Deputy Banks first filed his lawsuit against Special Agent Rodgers in January of 2014, alleging that Special Agent Rodgers, during his investigation of the case, committed civil rights violations under Federal Statute 1983 and intentional infliction of emotional distress. Chelsea represented Special Agent Rodgers since the initial Complaint was filed with the continued intention of seeking a dismissal of the case against Agent Rodgers through a Motion for Summary Judgment. Years of litigation ensued, with the depositions of high profile members of the legal and law enforcement community including numerous law enforcement officers, the Sheriff of St. Johns County, State Attorneys, and a Judge.
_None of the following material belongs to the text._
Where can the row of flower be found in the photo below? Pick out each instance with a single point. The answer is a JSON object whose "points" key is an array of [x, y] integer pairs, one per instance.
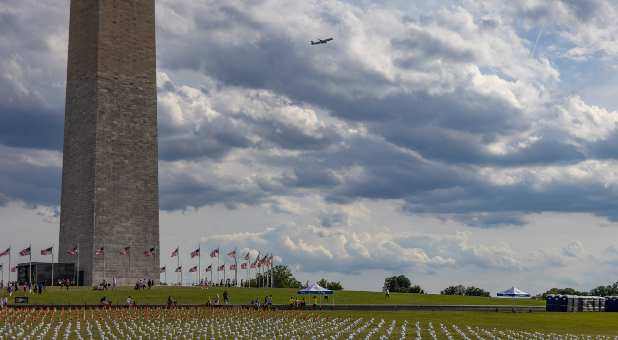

Chelsea filed the Motion for Summary Judgment in March of 2017. The ruling from the Federal Court, granting the Motion for Summary Judgment, and dismissing Chelsea’s client, came out in March of 2018, which was reported on in local news publications. Since the death of Michelle O’Connell, the case has gained national attention and has been the subject of a documentary on Frontline, Dateline, 20/20, and three New York Times articles, including a front page story in June of 2017. Plaintiff has elected not to appeal the decision.